Sometimes, Francey takes the fun character education lesson a little further and has the students write a poem and create a picture. She said it's not uncommon for ceramic murals to end up half written tiles and half pictures, which makes them all the more powerful.
Francey got the idea expose local children to her own passion after discovering ceramic tiles herself. Also an art professor, she had worked predominantly in drawing and painting during her professional art career.
Fairly recently, though, the Switzerland native decided to branch out and try something new by working with tiles. Her inspiration came from one of her frequent visits to Tunisia, her husband's birthplace.
"I was very inspired by the tiles that I saw everywhere in Tunisia. They have traditional houses with an inside courtyard covered with tiles and the designs really appealed to me because they're very line oriented. The way the design is conceived is you have smaller elements that if you add a few more tiles, becomes something bigger.

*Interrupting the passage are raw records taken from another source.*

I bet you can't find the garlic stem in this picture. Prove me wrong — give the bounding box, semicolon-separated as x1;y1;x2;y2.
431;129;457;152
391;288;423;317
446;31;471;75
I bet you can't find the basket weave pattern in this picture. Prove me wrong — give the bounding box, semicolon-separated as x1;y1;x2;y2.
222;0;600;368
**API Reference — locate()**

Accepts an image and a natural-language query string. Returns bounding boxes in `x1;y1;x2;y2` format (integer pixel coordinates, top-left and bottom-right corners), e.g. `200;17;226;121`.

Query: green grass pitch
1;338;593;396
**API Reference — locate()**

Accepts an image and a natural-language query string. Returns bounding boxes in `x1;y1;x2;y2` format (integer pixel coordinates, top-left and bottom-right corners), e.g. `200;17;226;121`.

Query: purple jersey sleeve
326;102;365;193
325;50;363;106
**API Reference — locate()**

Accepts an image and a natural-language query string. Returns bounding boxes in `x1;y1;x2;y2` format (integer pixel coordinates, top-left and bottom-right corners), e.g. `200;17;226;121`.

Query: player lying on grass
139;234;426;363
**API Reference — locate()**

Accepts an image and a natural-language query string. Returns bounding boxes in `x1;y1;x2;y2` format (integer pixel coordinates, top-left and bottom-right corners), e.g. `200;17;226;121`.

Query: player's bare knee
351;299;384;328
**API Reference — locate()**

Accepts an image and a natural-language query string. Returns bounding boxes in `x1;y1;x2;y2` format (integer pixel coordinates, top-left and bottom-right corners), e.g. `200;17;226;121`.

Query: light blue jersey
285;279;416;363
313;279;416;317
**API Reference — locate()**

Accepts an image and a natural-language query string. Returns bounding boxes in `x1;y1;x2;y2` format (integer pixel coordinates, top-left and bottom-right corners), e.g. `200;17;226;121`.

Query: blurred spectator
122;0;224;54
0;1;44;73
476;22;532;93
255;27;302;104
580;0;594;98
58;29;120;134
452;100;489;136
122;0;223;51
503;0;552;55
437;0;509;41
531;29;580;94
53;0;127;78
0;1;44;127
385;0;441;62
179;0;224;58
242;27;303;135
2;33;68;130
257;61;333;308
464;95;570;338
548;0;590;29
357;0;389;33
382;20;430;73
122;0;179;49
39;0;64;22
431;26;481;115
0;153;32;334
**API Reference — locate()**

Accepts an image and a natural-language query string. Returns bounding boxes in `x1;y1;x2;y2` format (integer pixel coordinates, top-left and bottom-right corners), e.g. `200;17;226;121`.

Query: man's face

It was really fascinating," said Francey.
Francey was also intrigued by the role fire played in the tile-making process, something she said took her a few tries to master.
"It was very difficult at the beginning because as an artist one is used to the paint and seeing what's there and then changing it according to needs, but when you work with glazes there's no way to know. It doesn't look the same as it will be once it's fired so you need a lot of experience to know what it might look like and I had to change my way of thinking," said Francey.
She said she doesn't stick to one theme or subject when creating her own art. Instead, she bounces from one thing to the next. She went through a flowers phase because of how they could be abstract and even look like "little dancers," and most recently has experimented with insects that can look like calligraphy.